Ces médecins ont fait le même trajet que moi, mais en sens inverse. Lorsque, jeune  médecin, je suis arrivé en Afrique il y a vingt-cinq ans, j’ai tout d’abord été horrifié par les conditions physiques, telles que je n’en avais jamais connu auparavant. Des patients insuffisants cardiaques marchaient 80 kilomètres sous le soleil brûlant, le souffle court, les jambes gonflées, pour obtenir un traitement - et puis retournaient chez eux. Les cancers ulcérés et suppurants étaient communs. Des hommes marchant pieds nus contractaient le tétanos à cause des plaies infligées par une mouche des sables qui pondait ses œufs entre leurs orteils. La tuberculose réduisait les gens à l’état de squelettes animés. Les enfants étaient mordus par les vipères heurtantes et les adultes déchiquetés par les léopards. J’ai vu des lépreux dont le nez  putréfié était tombé et des fous errer nus sous des pluies torrentielles.
Même les accidents étaient spectaculaires. J’ai soigné les survivants de l’un d’eux, en Tanzanie, dans lequel un camion - qui n’avait pas de freins, comme il était parfaitement normal et attendu dans ces circonstances - avait commencé à redescendre la pente d’une colline qu’il venait de gravir. Il était chargé de sacs de grains, sur lesquels étaient montés vingt passagers, dont nombre d’enfants. Au fur et à mesure que le camion avait glissé en arrière, les passagers, puis les sacs de grains étaient tombés. Au moment où je suis arrivé, dix enfants morts étaient alignés le long de la route, arrangés en ordre croissant aussi soigneusement que des tuyaux d’orgue. Ils avaient été écrasés ou suffoqués par les sacs de grains qui étaient tombés sur eux : une mort sinistrement ironique dans un pays souffrant de disette chronique.
Qui plus est, l’autorité politique dans les pays où je travaillais était arbitraire, capricieuse, corrompue. En Tanzanie par exemple, vous pouviez distinguer un représentant du seul et omnipotent parti, le Parti de la Révolution, rien que par son tour de taille. Les Tanzaniens étaient maigres, mais les membres du parti étaient gras. Le représentant du parti dans mon village avait envoyé un homme en prison parce que la femme de cette homme refusait de coucher avec lui. Au Nigéria la police louait ses armes aux voleurs pour la nuit.
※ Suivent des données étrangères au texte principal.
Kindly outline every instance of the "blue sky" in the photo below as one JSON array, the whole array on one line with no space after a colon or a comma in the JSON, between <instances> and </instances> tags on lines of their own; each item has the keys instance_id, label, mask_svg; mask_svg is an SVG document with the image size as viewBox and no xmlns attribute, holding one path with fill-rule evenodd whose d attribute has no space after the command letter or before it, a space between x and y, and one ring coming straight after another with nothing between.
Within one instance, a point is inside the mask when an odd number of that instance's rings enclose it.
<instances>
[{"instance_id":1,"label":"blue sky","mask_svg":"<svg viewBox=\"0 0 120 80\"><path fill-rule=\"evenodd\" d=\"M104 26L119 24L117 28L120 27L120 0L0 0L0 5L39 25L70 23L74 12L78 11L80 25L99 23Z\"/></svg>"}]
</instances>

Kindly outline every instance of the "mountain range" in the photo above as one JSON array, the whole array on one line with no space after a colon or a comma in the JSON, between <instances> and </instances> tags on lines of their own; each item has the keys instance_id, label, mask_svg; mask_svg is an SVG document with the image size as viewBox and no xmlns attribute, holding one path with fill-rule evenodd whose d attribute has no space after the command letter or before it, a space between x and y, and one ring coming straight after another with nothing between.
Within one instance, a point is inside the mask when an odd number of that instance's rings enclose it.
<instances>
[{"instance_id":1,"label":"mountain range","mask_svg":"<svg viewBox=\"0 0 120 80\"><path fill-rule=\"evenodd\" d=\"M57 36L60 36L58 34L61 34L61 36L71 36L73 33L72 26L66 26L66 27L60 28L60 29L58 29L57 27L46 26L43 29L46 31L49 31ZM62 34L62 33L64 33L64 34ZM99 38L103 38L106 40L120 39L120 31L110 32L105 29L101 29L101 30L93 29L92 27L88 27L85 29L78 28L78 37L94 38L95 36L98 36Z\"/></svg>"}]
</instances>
Pourtant rien de ce que j’ai vu - ni la pauvreté ni l’oppression ouverte - n’a jamais eu le même effet dévastateur sur la personnalité humaine que l’Etat-providence sans discernement. Jamais je n’ai vu la perte de dignité, l’égocentrisme, la vacuité spirituelle et émotionnelle, ou la pure et simple ignorance de ce qu’il faut faire pour vivre, que je vois quotidiennement en Angleterre. Ainsi, dans une sorte de mouvement convergent, les docteurs venus d’Inde et des Philippines et moi, nous sommes arrivés à la même terrible conclusion : que la pire pauvreté se trouve en Angleterre - et qu’elle n’est pas la pauvreté matérielle mais la pauvreté de l’âme.


[1] NDA : Henry Mahew, journaliste anglais, co-fondateur du magazine Punch et auteur d’une étude devenue célèbre : London labour and the London poor, publiée en 1851.
[2] NDA : « solitary, poor, nasty, brutish, and short ». Allusion à la célèbre formule de Hobbes décrivant en ces termes la vie des hommes dans l’état de nature.